Cerebral infarction is the most commonly associated primary disorder. Neoplasms, demyelination and post-hemorrhagic conditions may also be associated with white matter tract signal abnormalities

References:

  1. Inoue Y, Matsumura Y, Fukuda T, Nemoto Y, Shirahata N, Suzuki T, Shakudo M, Yawata S, Tanaka S, Takemoto K, et al.: MR imaging of Wallerian degeneration in the brainstem: temporal relationships.  AJNR Am J Neuroradiol. 1990 Sep-Oct;11(5):897-902.
  2. Kuhn MJ, Mikulis DJ, Ayoub DM, Kosofsky BE, Davis KR, Taveras JM.: Wallerian degeneration after cerebral infarction: evaluation with sequential MR imaging.   Radiology. 1989 Jul;172(1):179-82.

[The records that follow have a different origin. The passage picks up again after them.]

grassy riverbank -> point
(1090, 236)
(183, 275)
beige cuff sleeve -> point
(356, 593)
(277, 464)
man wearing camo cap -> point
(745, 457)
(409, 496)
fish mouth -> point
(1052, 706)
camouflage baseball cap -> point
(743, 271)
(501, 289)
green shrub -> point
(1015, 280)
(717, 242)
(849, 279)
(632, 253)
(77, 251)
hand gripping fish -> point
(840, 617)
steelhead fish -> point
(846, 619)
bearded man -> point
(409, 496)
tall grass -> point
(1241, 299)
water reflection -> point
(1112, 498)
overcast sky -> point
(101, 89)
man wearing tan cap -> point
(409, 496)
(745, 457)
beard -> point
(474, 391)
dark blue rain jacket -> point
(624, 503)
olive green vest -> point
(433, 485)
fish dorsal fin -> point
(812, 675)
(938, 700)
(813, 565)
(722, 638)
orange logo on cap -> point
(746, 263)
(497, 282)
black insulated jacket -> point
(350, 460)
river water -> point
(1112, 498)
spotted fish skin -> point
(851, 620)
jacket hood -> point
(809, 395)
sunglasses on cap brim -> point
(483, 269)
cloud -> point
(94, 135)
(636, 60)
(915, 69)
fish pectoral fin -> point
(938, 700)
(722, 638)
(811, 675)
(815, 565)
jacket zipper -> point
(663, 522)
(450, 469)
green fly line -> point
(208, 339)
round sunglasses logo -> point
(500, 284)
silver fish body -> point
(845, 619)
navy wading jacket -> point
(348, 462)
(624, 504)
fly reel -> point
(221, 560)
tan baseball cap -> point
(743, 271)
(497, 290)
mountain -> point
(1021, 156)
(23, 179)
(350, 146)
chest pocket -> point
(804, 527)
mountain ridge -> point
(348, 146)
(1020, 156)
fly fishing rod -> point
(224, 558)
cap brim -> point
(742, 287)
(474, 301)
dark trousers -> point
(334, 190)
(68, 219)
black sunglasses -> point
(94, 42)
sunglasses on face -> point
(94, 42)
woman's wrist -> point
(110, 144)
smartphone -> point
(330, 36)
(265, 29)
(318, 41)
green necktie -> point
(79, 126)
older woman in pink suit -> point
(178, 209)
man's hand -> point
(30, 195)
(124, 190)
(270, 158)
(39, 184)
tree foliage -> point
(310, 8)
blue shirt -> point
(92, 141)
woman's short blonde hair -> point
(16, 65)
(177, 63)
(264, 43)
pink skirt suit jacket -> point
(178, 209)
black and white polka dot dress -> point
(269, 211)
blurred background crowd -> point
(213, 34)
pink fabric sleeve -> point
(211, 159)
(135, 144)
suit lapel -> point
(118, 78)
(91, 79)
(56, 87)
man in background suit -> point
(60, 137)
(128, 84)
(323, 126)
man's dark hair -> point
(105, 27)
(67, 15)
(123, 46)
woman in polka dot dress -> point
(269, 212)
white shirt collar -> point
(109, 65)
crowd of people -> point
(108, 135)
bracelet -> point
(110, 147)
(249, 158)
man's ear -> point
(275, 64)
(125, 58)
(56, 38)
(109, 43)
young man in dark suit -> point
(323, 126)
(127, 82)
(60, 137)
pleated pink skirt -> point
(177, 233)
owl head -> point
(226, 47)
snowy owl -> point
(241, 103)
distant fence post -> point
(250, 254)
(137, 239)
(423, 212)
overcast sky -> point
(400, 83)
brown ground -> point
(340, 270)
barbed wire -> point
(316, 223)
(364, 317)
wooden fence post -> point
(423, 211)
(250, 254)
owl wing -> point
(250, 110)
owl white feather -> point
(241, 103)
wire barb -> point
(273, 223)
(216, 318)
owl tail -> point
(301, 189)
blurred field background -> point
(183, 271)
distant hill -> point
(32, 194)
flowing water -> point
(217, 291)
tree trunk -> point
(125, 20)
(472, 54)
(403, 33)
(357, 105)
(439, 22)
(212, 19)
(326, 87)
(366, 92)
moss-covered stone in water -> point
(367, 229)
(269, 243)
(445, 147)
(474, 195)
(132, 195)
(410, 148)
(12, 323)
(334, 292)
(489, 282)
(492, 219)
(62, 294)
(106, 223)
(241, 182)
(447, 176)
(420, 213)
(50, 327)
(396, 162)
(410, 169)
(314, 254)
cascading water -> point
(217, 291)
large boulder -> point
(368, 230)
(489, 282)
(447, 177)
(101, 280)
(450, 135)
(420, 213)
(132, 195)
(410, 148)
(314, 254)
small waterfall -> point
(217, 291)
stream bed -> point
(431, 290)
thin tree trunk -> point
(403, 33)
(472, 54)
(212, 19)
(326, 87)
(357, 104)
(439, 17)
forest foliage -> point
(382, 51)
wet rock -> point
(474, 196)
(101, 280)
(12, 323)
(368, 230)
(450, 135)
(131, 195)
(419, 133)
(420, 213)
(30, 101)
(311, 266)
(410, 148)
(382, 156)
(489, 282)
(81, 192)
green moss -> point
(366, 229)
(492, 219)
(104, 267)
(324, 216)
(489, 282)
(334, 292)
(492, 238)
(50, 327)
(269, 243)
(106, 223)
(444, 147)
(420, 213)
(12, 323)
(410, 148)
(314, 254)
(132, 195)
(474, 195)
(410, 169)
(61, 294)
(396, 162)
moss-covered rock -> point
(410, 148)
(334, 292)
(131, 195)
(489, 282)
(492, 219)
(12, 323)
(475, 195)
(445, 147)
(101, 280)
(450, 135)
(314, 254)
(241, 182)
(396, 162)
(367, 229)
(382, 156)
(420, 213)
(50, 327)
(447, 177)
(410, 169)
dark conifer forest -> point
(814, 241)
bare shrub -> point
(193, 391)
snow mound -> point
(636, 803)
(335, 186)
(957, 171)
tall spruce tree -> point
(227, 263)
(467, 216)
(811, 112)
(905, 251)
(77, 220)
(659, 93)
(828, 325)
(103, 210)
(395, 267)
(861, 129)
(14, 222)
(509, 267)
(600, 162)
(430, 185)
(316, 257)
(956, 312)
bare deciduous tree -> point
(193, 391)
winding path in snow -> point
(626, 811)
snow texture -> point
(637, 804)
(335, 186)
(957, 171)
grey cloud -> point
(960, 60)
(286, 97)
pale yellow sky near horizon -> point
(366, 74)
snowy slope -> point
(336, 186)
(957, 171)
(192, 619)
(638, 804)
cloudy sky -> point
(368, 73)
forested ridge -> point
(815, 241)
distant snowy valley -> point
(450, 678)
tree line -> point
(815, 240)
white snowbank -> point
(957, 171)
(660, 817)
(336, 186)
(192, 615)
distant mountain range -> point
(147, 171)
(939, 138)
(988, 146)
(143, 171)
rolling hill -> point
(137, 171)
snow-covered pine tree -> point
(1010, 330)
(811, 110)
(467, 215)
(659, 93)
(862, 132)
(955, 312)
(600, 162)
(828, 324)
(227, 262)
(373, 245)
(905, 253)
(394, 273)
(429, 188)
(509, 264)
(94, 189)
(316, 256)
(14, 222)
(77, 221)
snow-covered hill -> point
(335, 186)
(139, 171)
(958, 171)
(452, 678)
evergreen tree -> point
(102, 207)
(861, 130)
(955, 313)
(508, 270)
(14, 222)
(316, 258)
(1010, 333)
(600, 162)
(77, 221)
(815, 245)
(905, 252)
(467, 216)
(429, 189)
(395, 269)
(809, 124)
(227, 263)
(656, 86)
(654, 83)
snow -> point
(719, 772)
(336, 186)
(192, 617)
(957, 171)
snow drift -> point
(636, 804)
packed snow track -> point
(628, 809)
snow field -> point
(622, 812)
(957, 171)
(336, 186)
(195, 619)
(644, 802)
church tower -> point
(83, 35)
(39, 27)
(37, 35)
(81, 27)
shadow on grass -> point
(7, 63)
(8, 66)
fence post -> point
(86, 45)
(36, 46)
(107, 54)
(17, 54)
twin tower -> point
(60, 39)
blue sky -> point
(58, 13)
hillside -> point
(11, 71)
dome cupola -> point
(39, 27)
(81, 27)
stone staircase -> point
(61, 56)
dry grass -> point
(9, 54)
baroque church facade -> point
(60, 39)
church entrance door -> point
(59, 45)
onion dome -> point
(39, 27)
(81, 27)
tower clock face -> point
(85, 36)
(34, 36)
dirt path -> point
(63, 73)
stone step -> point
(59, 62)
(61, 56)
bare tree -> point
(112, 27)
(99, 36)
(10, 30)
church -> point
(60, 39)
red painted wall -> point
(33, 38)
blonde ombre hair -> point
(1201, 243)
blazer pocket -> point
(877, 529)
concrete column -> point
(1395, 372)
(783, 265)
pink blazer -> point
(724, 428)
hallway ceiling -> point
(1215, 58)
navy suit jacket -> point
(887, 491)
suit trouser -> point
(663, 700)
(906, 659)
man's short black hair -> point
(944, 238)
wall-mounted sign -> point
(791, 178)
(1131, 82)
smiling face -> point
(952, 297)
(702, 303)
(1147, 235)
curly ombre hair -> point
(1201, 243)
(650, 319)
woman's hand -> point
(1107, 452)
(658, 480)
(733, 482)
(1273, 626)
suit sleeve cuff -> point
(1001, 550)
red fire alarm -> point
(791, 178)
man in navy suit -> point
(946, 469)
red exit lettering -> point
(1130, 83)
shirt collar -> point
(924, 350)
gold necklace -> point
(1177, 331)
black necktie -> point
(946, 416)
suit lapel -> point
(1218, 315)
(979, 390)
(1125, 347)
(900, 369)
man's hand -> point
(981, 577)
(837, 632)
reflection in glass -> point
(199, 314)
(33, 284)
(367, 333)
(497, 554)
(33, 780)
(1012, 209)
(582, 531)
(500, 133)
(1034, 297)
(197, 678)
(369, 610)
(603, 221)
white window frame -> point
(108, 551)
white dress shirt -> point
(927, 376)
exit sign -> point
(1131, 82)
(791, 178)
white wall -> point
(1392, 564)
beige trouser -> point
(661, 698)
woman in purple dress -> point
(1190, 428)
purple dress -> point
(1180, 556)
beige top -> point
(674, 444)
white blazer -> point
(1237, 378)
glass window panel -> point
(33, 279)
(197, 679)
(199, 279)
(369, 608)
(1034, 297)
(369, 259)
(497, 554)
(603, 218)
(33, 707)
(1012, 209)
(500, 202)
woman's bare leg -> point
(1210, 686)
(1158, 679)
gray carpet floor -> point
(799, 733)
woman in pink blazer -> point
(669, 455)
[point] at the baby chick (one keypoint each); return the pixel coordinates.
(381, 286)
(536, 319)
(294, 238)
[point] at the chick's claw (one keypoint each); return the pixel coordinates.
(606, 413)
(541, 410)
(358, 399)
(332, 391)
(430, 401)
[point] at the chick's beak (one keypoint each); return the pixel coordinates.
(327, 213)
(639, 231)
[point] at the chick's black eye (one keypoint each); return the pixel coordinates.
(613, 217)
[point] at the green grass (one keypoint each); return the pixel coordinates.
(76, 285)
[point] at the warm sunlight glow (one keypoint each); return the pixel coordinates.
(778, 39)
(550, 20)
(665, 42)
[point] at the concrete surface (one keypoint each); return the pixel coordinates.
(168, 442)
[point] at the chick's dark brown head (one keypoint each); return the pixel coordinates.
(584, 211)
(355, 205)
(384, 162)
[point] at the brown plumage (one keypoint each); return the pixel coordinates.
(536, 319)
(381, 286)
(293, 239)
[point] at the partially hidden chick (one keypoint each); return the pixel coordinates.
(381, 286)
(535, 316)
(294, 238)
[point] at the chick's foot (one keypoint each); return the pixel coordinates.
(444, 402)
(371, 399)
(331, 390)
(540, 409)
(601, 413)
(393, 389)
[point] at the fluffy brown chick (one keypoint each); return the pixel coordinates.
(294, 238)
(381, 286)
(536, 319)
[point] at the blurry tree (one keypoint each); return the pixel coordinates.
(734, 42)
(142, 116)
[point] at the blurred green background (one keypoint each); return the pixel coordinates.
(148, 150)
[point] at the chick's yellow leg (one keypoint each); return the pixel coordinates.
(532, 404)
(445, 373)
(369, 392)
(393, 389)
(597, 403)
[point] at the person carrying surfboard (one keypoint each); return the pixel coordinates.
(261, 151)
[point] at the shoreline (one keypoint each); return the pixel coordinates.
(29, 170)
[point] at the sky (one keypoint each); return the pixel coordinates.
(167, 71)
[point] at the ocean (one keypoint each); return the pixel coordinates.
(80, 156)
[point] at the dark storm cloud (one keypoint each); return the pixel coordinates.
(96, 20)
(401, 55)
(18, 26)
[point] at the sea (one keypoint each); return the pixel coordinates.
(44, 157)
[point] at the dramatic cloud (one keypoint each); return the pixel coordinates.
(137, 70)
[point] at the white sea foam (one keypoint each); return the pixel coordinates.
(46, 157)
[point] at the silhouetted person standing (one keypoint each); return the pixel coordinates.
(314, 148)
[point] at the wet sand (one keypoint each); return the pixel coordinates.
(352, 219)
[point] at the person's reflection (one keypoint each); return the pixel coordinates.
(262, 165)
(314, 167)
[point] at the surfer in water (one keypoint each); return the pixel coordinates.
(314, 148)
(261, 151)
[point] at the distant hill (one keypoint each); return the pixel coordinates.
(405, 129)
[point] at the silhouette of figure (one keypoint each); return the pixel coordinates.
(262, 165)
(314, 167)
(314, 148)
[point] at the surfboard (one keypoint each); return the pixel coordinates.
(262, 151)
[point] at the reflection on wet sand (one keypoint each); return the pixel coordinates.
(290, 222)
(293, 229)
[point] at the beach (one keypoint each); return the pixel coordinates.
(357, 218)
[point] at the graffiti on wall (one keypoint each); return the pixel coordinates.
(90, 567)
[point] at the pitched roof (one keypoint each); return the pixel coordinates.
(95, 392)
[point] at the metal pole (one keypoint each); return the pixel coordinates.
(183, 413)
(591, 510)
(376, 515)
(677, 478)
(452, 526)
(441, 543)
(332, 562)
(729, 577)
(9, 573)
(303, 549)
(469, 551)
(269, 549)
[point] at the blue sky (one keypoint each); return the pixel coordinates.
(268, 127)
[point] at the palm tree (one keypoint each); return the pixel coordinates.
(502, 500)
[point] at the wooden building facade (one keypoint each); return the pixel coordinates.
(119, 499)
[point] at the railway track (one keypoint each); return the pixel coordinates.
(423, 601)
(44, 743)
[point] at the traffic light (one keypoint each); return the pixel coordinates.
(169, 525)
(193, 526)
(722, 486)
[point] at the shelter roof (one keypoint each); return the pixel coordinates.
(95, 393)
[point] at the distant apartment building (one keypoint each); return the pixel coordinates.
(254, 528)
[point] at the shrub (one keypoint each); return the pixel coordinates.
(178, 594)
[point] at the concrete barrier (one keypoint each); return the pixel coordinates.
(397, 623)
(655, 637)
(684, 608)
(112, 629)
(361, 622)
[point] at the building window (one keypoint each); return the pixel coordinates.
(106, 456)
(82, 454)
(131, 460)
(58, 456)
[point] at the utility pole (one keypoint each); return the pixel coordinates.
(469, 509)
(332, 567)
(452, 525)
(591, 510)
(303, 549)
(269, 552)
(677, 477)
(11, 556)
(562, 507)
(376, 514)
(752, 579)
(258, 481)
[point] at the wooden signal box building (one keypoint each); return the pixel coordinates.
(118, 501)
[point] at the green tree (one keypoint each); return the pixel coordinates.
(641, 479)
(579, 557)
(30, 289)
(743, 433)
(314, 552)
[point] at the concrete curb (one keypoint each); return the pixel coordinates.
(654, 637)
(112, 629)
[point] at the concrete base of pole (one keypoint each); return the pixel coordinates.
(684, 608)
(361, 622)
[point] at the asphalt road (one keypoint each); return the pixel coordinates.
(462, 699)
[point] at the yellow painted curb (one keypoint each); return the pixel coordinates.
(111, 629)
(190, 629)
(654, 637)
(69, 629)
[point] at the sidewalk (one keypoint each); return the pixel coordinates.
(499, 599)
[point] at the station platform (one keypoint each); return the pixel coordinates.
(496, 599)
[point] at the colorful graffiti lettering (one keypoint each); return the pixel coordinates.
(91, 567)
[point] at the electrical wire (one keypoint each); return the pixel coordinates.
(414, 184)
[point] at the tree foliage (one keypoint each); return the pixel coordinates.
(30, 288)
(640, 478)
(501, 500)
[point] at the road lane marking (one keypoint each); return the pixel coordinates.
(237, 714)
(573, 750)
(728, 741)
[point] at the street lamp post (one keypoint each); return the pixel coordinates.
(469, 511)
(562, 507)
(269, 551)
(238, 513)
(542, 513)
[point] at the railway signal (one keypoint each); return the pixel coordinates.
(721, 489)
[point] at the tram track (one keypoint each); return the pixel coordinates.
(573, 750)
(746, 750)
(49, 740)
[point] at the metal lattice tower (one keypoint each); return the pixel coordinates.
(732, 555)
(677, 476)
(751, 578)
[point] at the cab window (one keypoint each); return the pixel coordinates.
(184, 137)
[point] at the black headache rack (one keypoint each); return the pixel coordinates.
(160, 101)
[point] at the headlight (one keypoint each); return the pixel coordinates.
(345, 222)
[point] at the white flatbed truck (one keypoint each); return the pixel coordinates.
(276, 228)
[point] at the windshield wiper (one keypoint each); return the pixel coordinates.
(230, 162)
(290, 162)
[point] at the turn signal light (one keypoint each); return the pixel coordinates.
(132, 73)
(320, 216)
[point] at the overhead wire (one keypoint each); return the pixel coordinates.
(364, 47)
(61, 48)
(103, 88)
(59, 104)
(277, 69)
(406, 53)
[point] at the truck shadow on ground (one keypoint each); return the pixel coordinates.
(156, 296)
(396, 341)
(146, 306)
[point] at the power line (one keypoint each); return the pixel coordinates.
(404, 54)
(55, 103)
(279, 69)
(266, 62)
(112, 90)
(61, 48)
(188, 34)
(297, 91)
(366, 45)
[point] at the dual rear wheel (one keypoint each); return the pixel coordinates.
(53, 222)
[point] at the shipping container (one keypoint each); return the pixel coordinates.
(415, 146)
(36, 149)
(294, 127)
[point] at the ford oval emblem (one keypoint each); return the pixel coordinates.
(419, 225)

  3. Kuhn MJ, Johnson KA, Davis KR.: Wallerian degeneration: evaluation with MR imaging. Radiology. 1988 Jul;168(1):199-202.
  4. Chakravarty AA. Crossed cerebral - cerebellar diaschisis : MRI evaluation. Neurol India [serial online] 2002 [cited 2004 Mar 16 ];50:322-5
    Available from: http://www.neurologyindia.com/article.asp?issn=0028-3886;year=2002;volume=50;issue=3;spage=322;epage=5;aulast=Chakravarty
  5. Shen WC, Chen CC, Lee SK, Ho YJ, Lee KR.: Magnetic resonance imaging of cerebral hemiatrophy.   J Formos Med Assoc. 1993 Nov;92(11):995-1000.
  6. Sener RN, Jinkins JR.: MR of craniocerebral hemiatrophy. Clin Imaging. 1992 Apr-Jun;16(2):93-7.
  7. Waragai M, Iwbuchi S.: Wallerian degeneration of the cortico-descending tract in the cerebral peduncle following a supratentorial cerebrovascular lesion detected by MRI-the relationship between Wallerian degeneration at the center of the cerebral peduncle and functional recovery of paresis. Rinsho Shinkeigaku. 1993 Nov;33(11):1146-53.